CfDNA, kanserle ilişkili mutasyonların erken teşhis olasılığını arttırır: erken evre hastalık15, semptomların başlangıcı26 ve kanser tanısından önce 2 yıla kadar27. CfDNA birden fazla tümör bölgesinden veya odaklardan salındığı için, analizi temsil ettiği tümör genomunun kapsamlı bir görünümünü sağlar28. Bu nedenle, cfDNA doku örneklerinde kaçırılmış olabilecek somatik mutasyonları tespit etmeyi sağlar29. Tümör içi heterojenlik ve subklonal mutasyonlar binlerce baza yayılan genomik bölgelerin derin dizilimi ile tespit edilebildiğinden, cfDNA’nın analizi farklı genomik imzalara sahip spesifik moleküler alt tiplerin ortaya çıkarılmasına olanak sağlar13. Doku örneği ile benzer düzeyde bilgi elde etmek için birçok katı biyopsiye ihtiyaç duyulacaktı.

Ayrıca, cerrahi tedavi ve/veya kemoterapi sonrası kolon, yumurtalık ve akciğer kanseri gibi lokalize bir hastalığı olan hastalarda cfDNA düzeylerinin kanser nüks ve tedavi sonuçları için güçlü bir prognostik belirteç olduğu gösterilmiştir20. Ayrıca, kolon, meme ve akciğer kanseri olan hastalarda, kandan cfDNA analizleri tümöre özgü değişiklikleri başarıyla tespit edebilir, bu da birkaç ay önceden nüksün kesin tahminine yol açtı13. Ayrıca, anti-EGFR tedavisi alan CRC’li hastalarda KRAS mutasyonları gibi tedavi direnci belirteçleri30; Çeşitli tedaviler ile tedavi sonrası meme kanseri olan hastalarda PIK3CA, MED1 veya EGFR gibi genler için VAF’lar31; ve EGFR hedefli TKIs32 ile tedavi edilen akciğer kanseri hastalarında EGFR T790M direnç mutasyonu cfDNA analizi ile de tanımlanabilir.

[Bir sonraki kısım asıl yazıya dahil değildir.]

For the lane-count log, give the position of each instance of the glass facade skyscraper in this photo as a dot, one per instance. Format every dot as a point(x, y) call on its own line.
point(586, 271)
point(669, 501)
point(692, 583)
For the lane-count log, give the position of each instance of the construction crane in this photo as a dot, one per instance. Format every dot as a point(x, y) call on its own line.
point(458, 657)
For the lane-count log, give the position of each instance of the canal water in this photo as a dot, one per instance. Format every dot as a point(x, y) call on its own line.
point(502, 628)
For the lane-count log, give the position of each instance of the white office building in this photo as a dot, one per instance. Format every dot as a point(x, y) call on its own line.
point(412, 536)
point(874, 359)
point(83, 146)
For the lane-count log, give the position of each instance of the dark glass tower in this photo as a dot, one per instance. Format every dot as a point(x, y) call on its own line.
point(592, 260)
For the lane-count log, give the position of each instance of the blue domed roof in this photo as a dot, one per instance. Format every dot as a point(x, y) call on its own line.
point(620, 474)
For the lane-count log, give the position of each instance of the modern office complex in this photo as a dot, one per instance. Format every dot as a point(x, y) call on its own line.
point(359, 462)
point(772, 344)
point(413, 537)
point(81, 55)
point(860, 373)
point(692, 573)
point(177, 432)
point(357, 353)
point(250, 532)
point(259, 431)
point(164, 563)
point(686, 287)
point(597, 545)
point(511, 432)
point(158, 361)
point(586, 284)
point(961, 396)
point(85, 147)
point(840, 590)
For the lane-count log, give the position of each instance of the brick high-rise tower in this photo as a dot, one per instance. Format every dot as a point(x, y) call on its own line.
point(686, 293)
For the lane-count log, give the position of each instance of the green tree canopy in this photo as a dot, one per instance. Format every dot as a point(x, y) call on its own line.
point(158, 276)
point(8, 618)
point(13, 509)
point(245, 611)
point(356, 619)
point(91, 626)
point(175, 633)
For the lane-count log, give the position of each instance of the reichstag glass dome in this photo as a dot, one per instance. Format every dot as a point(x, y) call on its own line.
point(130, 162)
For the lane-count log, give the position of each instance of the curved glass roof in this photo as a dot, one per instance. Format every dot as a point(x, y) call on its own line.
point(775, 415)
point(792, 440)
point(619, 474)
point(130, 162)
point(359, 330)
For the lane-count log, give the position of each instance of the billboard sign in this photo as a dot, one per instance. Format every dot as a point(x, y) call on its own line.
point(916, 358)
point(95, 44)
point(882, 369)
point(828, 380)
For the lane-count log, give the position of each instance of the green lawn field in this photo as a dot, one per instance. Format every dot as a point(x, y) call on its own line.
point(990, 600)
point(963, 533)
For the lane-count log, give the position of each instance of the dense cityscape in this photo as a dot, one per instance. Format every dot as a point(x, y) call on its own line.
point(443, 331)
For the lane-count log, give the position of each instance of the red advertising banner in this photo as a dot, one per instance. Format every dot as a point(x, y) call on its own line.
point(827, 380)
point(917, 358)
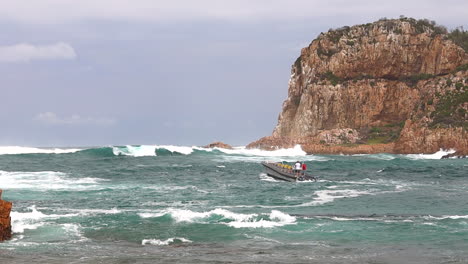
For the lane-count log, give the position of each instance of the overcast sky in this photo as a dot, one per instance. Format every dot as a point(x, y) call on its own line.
point(181, 72)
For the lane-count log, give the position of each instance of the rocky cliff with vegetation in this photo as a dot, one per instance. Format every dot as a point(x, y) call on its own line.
point(5, 220)
point(395, 85)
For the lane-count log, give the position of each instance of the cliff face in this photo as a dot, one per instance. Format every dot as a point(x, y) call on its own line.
point(5, 220)
point(362, 84)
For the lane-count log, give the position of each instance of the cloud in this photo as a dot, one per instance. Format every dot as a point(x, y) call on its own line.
point(59, 11)
point(25, 52)
point(54, 119)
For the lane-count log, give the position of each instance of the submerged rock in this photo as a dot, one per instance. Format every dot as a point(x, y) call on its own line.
point(398, 86)
point(5, 219)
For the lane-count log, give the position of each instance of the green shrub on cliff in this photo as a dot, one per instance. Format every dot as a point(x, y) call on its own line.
point(334, 80)
point(459, 36)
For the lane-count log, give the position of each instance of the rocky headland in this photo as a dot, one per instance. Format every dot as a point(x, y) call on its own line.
point(5, 219)
point(394, 86)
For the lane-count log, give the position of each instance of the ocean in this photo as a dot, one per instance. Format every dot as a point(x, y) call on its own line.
point(173, 204)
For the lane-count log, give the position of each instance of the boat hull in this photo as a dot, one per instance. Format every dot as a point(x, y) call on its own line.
point(279, 173)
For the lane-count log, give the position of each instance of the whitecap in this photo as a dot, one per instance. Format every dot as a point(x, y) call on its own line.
point(135, 151)
point(158, 242)
point(265, 177)
point(438, 155)
point(45, 180)
point(236, 220)
point(7, 150)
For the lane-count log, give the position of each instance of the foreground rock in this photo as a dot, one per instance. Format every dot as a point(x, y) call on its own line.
point(396, 86)
point(218, 145)
point(5, 219)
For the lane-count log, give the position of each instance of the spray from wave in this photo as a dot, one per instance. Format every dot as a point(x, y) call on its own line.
point(15, 150)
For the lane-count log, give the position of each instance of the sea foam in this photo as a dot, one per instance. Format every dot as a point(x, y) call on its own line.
point(438, 155)
point(12, 150)
point(222, 216)
point(45, 180)
point(158, 242)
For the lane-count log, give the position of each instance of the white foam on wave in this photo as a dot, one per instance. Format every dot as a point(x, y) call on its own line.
point(236, 220)
point(158, 242)
point(296, 151)
point(45, 180)
point(265, 177)
point(34, 218)
point(12, 150)
point(179, 149)
point(27, 220)
point(328, 196)
point(438, 155)
point(444, 217)
point(380, 156)
point(135, 151)
point(74, 231)
point(149, 150)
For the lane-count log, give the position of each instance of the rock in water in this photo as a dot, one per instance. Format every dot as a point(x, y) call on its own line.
point(5, 219)
point(401, 84)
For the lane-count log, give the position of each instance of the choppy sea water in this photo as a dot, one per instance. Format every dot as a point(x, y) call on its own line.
point(167, 204)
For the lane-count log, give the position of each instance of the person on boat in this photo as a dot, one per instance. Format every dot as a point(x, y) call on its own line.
point(297, 168)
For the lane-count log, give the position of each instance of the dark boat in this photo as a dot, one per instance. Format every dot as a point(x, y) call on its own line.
point(276, 171)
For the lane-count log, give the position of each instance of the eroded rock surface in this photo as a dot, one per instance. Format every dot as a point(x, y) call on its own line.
point(399, 84)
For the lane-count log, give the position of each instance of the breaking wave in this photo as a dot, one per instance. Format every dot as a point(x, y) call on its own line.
point(16, 150)
point(45, 180)
point(169, 241)
point(222, 216)
point(438, 155)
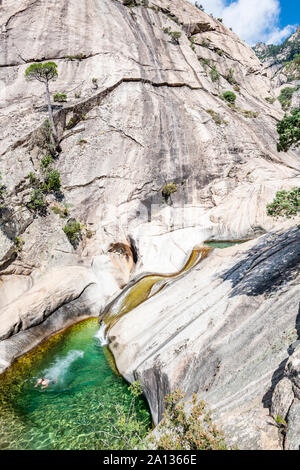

Özetle, cfDNA analizi onkoloji alanında hassas biyobelirteçleri tanımlamak için kullanılabilir13,33. Bu protokolde 3 glioma hastasının kan örnekleri ve 3 sağlıklı kontrolle WBC’lerden genomik DNA ve plazmadan CFDNA elde edildi. Glioma kanserinde, IDH, TERT, ATRX, EGFR ve TP53’teki mutasyonlar, glioma tümörlerinin erken tanısında yardımcı olabilecek, farklı glioma tümörlerini sınıflandırabilecek, bireysel hasta için doğru tedaviye rehberlik eden ve tedavi yanıtını anlayan prognostik belirteçler olarak hizmet vermektedir34,35. Bu genlerin mutasyon durumu kan türevi cfDNA kullanılarak tanımlanabilir. Bu yazıda, glioma kanserindeki mutasyonel değişiklikleri incelemek için kullanılan plazma türevi cfDNA’nın ayrıntılı bir protokolünü sunuyoruz12. Bu makalede açıklanan cfDNA tabanlı sıvı biyopsi protokolü, diğer birçok kanser türünde mutasyonel değişiklikleri incelemek için kullanılabilir. Ayrıca, yeni bir çalışma cfDNA bazlı sıvı biyopsinin 50 farklı kanser türünü tespit36.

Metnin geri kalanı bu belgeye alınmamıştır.